Why is compressed air so cold.
Eventually your hand gets cold.
In fact it can become so cold that the cans feature frostbite warnings.
Compressed air cylinders are required to be kept out of direct sunlight to avoid gas expansion by direct heating and perhaps also due to phase change although no one seems to mention this explicitly.
The cold temperature profile sneaks back towards the can because the air is such a lousy conductor of heat so the heat is all coming from the can.
Minutephysics knows the actual reason why compressed air cans become so cold and will explain it.

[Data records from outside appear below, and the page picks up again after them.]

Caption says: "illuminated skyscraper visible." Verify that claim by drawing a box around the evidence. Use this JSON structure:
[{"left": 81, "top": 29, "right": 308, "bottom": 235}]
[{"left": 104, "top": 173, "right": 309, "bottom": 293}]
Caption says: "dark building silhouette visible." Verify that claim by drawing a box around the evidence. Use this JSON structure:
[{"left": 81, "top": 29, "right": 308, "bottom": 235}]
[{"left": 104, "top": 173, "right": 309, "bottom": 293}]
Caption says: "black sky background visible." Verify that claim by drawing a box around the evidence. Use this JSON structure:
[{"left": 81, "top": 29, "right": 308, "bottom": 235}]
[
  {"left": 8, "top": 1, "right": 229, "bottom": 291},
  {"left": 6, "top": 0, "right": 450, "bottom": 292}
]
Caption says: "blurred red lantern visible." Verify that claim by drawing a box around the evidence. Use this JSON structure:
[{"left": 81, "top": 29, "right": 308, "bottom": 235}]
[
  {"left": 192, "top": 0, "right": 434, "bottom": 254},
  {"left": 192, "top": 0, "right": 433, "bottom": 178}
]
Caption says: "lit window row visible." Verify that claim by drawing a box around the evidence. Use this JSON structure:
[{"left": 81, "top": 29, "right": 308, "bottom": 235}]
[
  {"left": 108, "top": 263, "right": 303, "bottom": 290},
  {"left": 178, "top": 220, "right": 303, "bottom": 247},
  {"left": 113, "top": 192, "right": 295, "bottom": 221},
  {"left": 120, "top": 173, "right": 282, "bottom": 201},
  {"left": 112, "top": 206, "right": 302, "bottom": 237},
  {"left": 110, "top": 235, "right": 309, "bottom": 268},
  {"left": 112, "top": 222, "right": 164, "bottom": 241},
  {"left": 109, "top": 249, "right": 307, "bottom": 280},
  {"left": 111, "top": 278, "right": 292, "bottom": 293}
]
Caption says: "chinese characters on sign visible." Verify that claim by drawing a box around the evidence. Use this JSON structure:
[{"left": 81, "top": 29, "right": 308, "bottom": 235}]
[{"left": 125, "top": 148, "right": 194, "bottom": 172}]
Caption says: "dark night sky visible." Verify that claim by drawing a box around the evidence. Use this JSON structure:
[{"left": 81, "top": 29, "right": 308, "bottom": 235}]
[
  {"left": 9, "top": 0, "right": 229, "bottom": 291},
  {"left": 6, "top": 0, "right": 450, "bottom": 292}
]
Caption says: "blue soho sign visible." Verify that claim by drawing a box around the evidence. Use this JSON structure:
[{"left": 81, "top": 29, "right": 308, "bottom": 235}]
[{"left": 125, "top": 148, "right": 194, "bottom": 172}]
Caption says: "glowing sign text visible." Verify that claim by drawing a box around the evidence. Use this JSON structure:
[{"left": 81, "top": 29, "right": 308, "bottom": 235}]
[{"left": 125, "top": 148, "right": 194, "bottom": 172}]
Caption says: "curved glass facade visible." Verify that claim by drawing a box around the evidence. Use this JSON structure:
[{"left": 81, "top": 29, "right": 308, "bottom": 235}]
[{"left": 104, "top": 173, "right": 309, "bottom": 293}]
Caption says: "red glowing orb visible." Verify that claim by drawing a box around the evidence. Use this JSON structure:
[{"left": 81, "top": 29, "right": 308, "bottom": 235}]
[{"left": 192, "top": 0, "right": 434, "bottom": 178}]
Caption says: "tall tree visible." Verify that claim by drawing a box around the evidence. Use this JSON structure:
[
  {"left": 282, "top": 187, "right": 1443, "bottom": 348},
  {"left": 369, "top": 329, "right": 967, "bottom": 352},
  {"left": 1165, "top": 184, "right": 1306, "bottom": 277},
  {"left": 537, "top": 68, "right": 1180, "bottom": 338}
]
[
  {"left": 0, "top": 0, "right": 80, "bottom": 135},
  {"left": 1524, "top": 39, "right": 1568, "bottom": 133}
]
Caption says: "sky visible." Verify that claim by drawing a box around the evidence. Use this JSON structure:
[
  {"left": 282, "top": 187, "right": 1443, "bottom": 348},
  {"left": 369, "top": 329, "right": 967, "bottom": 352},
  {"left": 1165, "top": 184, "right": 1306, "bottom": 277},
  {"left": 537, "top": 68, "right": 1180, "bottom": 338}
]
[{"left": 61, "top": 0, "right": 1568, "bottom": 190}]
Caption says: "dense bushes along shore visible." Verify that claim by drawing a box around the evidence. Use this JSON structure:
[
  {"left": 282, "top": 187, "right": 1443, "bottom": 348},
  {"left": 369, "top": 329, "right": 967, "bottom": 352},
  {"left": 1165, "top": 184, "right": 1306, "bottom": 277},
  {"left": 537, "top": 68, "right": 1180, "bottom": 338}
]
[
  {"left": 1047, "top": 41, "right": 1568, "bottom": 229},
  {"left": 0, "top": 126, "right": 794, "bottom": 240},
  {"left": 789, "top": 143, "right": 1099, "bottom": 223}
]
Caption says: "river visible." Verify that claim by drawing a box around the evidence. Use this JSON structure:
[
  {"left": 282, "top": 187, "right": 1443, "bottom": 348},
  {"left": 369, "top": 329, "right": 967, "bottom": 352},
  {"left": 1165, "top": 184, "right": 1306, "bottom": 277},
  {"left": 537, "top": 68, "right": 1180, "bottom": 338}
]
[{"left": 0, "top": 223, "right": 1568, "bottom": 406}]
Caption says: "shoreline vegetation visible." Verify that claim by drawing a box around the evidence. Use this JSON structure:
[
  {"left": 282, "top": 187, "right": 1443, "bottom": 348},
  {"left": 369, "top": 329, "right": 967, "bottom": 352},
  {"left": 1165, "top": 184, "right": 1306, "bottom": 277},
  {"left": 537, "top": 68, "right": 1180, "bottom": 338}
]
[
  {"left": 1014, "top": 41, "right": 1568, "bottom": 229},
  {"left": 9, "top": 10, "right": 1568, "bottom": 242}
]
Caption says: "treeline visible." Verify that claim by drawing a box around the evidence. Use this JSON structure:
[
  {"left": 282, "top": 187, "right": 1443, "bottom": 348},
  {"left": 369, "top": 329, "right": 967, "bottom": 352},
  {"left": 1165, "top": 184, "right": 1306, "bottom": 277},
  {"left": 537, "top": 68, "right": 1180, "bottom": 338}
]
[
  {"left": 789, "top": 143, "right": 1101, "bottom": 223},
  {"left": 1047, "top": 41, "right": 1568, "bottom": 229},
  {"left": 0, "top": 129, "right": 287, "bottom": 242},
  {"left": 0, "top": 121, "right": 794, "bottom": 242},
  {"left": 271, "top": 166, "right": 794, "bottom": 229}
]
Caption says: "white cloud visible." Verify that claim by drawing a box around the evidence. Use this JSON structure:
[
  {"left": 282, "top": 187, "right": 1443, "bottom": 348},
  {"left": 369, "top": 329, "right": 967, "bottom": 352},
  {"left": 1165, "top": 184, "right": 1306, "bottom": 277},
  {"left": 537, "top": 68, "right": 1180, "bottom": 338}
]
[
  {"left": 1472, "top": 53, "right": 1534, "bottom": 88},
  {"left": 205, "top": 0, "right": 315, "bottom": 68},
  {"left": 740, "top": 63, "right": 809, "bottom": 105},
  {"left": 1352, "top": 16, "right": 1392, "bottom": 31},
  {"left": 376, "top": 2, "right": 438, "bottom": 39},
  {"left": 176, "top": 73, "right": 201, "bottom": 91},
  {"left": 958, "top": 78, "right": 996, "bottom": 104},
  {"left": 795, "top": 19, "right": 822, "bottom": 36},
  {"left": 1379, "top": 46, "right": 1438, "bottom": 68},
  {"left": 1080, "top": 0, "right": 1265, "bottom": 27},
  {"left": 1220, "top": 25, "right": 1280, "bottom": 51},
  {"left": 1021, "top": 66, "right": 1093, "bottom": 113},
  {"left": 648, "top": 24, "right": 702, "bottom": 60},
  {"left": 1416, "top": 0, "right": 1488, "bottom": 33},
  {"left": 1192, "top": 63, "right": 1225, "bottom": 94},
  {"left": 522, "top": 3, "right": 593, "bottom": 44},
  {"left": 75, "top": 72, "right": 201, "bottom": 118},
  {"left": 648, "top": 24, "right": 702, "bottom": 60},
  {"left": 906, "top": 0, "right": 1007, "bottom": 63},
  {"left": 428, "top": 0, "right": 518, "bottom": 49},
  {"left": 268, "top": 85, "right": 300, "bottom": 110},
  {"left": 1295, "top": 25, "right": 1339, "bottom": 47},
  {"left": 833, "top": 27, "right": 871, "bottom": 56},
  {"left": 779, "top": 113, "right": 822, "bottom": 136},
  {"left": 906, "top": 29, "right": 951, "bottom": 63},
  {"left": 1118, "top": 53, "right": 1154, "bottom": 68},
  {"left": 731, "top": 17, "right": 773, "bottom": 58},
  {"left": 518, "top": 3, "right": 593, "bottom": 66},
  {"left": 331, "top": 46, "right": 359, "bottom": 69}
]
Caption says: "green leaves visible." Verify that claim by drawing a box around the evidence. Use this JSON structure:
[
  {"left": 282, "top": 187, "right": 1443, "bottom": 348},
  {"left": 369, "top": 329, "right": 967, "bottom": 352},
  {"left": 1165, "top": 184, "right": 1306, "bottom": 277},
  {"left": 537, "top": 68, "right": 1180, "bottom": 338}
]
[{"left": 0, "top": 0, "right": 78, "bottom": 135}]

The reason the can gets cold after being used is due to a process known as adiabatic cooling a property of thermodynamics.
One hot and one cold.
This is perhaps why compressed air cylinders feel cold even before use.
A vortex tube turns factory compressed air into two airstreams one very cold and one hot using no moving parts.
Some of you might falsely believe that this happens because the gas expands upon coming out of the can and thus cools off.
A fluid such as water or air that rotates around an axis like a tornado is called a vortex.
When you pressurize a gas by compressing it into a container you re putting all those molecules into a smaller volume of space and you re adding potential energy by the compression.
It creates a tornado or vortex of compressed air that separates the fluid into two air streams.
Travelling along this pressure gradient the gas expands and does work and this removes energy from the gas.